O procedimento é o mesmo para as crianças de 5 anos.

Treinamento e preparação das equipes


Toda pesquisa que envolva um número razoável de examinadores deve incluir um
treinamento bastante apurado da equipe, no sentido de estabelecer padrões comuns para a coleta
de dados, seja ela uma entrevista ou a aplicação de algum índice.
No caso das pesquisas em saúde bucal, considerando a característica dos índices mais
comumente utilizados, é de fundamental importância a aplicação de técnicas de calibração de
examinadores. Trata-se, em linhas gerais, de estabelecer a consistência nos exames do começo até
o fim da pesquisa, com cada examinador mantendo níveis aceitáveis de concordância consigo
mesmo (concordância intra-examinador) e com os outros membros da equipe (concordância inter-
examinador).
Técnicas para o estabelecimento de ambos os tipos de concordância estão bem
documentados na literatura5,17,24,33 e todas trabalham a partir do cálculo das concordâncias entre os
exames (intra e inter) em termos percentuais ou por intermédio do coeficiente Kappa.

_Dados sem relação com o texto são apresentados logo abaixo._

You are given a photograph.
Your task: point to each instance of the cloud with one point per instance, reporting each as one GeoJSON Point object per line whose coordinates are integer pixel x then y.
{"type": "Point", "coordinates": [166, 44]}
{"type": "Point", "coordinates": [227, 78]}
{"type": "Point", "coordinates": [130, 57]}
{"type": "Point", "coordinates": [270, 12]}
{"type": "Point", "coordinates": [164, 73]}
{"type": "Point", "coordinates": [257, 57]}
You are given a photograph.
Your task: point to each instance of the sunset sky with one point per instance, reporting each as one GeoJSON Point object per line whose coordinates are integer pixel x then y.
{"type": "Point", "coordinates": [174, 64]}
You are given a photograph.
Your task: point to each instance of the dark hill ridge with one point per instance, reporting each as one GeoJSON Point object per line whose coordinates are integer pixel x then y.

Uma ótima
descrição da técnica se encontra disponível na documentação do Projeto SBBrasil 2010, “Manual de
treinamento calibração de examinadores”, a qual teve como base a proposta da Organização
Mundial da Saúde de 199333.

Apuração e análise
Toda pesquisa pressupõe, em seguida à coleta de dados, a apuração e análise dos mesmos.
Um aspecto importante é que todas as fichas, antes de serem enviadas para a digitação em qualquer
programa de computador, devem passar por uma checagem rigorosa, para verificação de
inconsistências e erros de preenchimento. O cuidado com a construção do banco de dados deve
continuar em seguida, na fase de digitação, quando técnicas para evitar erros de entrada (digitação
dupla ou tripla, p.ex.) devem ser implementadas.

Implicações éticas
Embora a maioria dos estudos epidemiológicos seja classificada na categoria de risco mínimo,
de acordo com a portaria 196/96 do Conselho Nacional de Saúde que regulamenta a pesquisa em
seres humanos, é fundamental que sejam explicitadas as posturas éticas a serem adotadas na
pesquisa. Deve ser ressaltado, principalmente: (a) a preservação do direito individual de querer ou
não colaborar com a pesquisa sem sofrer nenhum tipo de coerção ou constrangimento; (b) a
autorização por escrito da participação do indivíduo através do consentimento livre e esclarecido;
(c) a garantia de pronto-atendimento para os casos de urgência encontrados; (d) a garantia de que
serão preservados os direitos dos indivíduos submetidos a situações de vulnerabilidade (quartéis,
por exemplo)15.
Toda pesquisa que envolva seres humanos deve passar pelo crivo de uma Comissão de Ética
em Pesquisa (CEP). Somente após a aprovação da CEP o estudo poderá ser conduzido, incluindo o
estudo piloto.

Referências

1. Cleaton-Jones P, Hargreaves JA, Fatti LP, Chandler HD, Grossman ES Dental caries diagnosis calibration for clinical
field surveys. Caries Res 1989; 23: 195-9.
2. Lwanga SK, Lemeshow S. Sample size determination in health studies: a practical manual. Geneva: World Health
Organization. 1991. 80p.
3. World Health Organization Calibration of examiners for oral health epidemiological surveys. Geneva: ORH/EPID;
1993.
4. World Health Organization, Oral health surveys: basic methods. 4 ed. Geneva: ORH/EPID; 1997.